The permanent values embodied in the Constitution need interpretations in the context of the changing social and economic scenario. The court undertakes a dedicate task of reconciling with the changing situations and the resultant needs. It is the duty of the executive to implement faithfully the laws made by the legislature. When the executive fails to discharge its obligations, it becomes the primordial duty of judiciary to compel the executive to perform its lawful functions. In the recent times much of the criticism aired against the judiciary concerns this area.
When crimes are committed by men in power and attempts are made to conceal them by rendering the official machinery ineffective, recourse to judiciary becomes inevitable. It becomes the duty of the judiciary to take cognizance of the executive’s lapses and issue appropriate direction as to the method and manner in which the executive should act as ordained by the Constitution and the law. If the judiciary fails to respond, it would be guilty of violating the Constitution, treason indeed when all the three organs of the State-the legislature, the executive and the judiciary owe their existence to the Constitution, no single organ can claim immunity from accountability.
This new jurisprudence in the form of judicial activism has no doubt, contributed in a great measure to the well-being of the society. People, in general, now firmly believe that if any institution or authority acts in a manner, not permitted by the Constitution, the judiciary will step in to set right the wrong.

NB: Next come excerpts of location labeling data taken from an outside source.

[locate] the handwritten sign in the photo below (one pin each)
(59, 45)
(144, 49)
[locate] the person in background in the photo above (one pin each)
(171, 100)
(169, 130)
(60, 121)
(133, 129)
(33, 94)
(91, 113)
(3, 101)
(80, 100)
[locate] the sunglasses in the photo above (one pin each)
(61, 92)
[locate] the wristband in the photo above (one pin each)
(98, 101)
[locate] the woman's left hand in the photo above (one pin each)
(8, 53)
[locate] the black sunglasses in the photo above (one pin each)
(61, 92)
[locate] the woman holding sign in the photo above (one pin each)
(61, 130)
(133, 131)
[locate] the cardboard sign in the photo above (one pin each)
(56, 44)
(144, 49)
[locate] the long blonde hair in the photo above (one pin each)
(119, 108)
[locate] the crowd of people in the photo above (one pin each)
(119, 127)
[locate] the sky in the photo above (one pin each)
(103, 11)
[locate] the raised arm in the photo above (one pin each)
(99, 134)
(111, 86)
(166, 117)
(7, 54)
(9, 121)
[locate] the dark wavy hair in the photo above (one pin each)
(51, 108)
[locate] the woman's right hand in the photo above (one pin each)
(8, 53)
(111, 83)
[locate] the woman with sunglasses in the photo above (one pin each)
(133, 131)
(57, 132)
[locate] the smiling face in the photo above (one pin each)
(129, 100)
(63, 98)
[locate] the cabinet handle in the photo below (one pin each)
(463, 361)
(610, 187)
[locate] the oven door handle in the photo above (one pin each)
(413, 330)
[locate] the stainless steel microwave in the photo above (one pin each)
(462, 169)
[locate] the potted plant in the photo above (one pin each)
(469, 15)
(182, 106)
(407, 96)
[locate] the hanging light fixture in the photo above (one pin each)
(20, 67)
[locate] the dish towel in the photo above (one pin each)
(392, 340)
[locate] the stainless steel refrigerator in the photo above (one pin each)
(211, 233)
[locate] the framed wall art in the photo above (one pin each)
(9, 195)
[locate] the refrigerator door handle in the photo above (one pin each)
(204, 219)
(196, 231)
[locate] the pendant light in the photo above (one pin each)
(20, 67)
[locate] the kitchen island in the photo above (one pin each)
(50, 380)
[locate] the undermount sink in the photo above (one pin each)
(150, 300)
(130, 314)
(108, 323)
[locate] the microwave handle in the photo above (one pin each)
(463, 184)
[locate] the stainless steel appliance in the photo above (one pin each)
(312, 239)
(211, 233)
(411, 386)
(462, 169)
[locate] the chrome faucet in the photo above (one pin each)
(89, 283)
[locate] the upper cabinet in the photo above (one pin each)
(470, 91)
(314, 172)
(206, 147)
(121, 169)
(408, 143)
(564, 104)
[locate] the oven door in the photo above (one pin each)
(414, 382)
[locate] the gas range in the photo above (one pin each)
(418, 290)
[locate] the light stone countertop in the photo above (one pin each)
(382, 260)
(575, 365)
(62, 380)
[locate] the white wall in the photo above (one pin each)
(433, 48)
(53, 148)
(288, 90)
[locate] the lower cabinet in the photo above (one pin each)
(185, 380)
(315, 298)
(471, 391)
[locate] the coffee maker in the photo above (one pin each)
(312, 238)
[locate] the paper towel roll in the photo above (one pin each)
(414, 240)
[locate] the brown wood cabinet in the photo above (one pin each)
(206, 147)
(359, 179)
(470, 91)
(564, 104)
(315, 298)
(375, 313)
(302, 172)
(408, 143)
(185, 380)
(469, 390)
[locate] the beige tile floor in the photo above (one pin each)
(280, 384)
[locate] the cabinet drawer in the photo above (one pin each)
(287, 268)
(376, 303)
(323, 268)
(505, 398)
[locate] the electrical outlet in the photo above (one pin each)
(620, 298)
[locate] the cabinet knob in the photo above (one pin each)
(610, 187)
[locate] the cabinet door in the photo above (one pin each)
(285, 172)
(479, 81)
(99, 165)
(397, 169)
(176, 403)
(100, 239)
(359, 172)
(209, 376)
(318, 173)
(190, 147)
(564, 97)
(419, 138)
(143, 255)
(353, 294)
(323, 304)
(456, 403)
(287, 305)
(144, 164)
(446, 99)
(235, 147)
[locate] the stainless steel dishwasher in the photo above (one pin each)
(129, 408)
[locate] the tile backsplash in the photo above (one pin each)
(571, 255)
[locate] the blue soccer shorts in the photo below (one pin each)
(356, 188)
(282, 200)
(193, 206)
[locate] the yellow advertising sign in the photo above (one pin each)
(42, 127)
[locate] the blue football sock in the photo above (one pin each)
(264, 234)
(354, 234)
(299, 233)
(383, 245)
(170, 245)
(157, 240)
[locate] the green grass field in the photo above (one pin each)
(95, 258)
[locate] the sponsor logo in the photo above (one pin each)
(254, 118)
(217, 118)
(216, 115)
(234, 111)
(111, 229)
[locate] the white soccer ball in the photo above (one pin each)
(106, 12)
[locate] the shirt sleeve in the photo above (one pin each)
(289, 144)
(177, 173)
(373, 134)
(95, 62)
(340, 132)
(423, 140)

However, judiciary has to work within the parameters laid down by the Constitution without affecting the basic structures of any of the government’s organs. Reconciliation of the permanent value embodied in the Constitution with the transitional and changing requirements of society must not result in undermining the integrity of the Constitution. Any attempt leading to such a consequence would destroy the very structure of the constitutional institutions. Conscious of the primordial fact that the Constitution is the supreme document the mechanism under which laws must be made and governance of the country carried on, the judiciary must play its activist role. No constitutional value propounded by the judiciary should run counter to any explicitly stated constitutional obligations or rights in the name of doing justice and taking shelter under institutional self-righteousness.
The judiciary cannot act in a manner disturbing the delicate balance between the three wings of the State. According to Justice J.S. Verma, “Judicial activism and judicial restraint are the two faces of the same coin. Self- discipline is to be practised strictly by the members of the judiciary and the judges must refrain from commenting on policy matters.” Warning against the overactivism of judiciary, Justice H.R. Khanna said, “Special responsibility devolves upon the judges to avoid the overactivist role and to ensure that they do not overstep or trespass upon the sphere marked for the other wings of the State.” However, responsibility lies with the aware citizens of the country to help the judiciary in this regard. Above all, the media has a prominent role in educating the public and ensuring an efficient and smooth administration.